4. Precisely because the clerical system is a male-exclusive club, quite a few men who are not themselves clerics but who have everything vested in preserving patriarchal structures will instinctively react to the perceived threat to this patriarchal club by joining in the atavistic defense.

5. On this blog, I refuse to play the game on which the boys’ club insists, if one wants to be taken seriously by the members of that club.  I refuse to accept the challenge of a club to which I don’t belong and don’t want to belong: to parse, joust, defend, beat data to death, when the truth has been staring us right in the face all along.  And when the parsing, jousting, defending, and beating data to death is all about avoiding that painful truth we have to face in this crisis, if we expect the reformation that we sorely need to take place.

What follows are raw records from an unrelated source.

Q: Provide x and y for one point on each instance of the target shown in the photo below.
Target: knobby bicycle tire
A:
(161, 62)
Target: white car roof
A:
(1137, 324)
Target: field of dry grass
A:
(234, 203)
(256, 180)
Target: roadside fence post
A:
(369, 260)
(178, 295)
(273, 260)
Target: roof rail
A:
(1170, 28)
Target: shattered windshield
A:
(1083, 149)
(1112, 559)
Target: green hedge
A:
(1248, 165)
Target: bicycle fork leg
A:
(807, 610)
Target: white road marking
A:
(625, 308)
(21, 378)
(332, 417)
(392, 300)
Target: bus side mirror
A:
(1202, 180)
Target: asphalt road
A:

6. I don’t write from that objective place that many members of boys’ clubs purport to occupy.  I write from the vantage point of commitments long since made, which energize everything I do and say on this blog.  Unlike the members of the boys’ club, I avow my commitments and own them.  I do not purport to have the superior vantage point of pristine and uncommitted objectivity.  I am down in the fray.  If I have a superior vantage point down in the fray, along with others struggling towards the truth, that vantage point is the vantage point of knowing myself and my penchants, commitments, and biases—something those who believe they are objective and beyond the fray (but who are deeply biased and committed nonetheless) don’t know.

7. The temptation, at times like this, is to try to adopt that pseudo-objective voice demanded by the boys’ club, in order to speak to the members of the club and gain credibility within the club.

8.  Whenever I have succumbed to that temptation in the past, I have lost my voice and gone astray.  It is only when we speak from our real place that our words carry power and meaning and can transform.  And we need transformation above all in this crisis.  We need transformation if the church is to have a viable future.

9. And so I cannot and will not waste valuable time and energy necessary for the much-needed process of transformation the church has to undergo now, by fighting enervating, useless, rear-guard battles about who said what when, about this set of figures vs. that set of figures.  About dicasteries and Latin dictionaries.  About pedophilia and ephebophilia and hebephilia.  Not when the truth is staring all of us in the face, above and beyond those enervating battles.

10. There’s a time and a place for such scholarly discussions.  I am a scholar by training and inclination, and I adore discussions about dicasteries and the shades of meaning of every Latin verb in Bubba’s letter to Hubba.  I understand and am intrinsically committed to the pursuit of truth in the process of collegial dialogue, no matter what the collegium happens to be.

But now is not the time and place for such discussions—not for me, at least.  I have committed my energies to the process of transformation and to facing the unavoidable truth staring us in the face in the church’s current crisis, beyond the parsing and the tallying of figures.

And that truth is, in the words of theologian Hans Küng, that “[t]here is no denying the fact that the worldwide system of covering up cases of sexual crimes committed by clerics was engineered by the Roman Congregation for the Doctrine of the Faith under Cardinal Ratzinger (1981-2005).”

And all the parsing and all the spin, all the pushback and all the bullying tactics, will not make that truth go away now—not for the majority of people of goodwill who do not live inside the walls of a boys’ club, clerical or otherwise.  That recognition has to be the starting of our healing process, if we really want the church to be healed.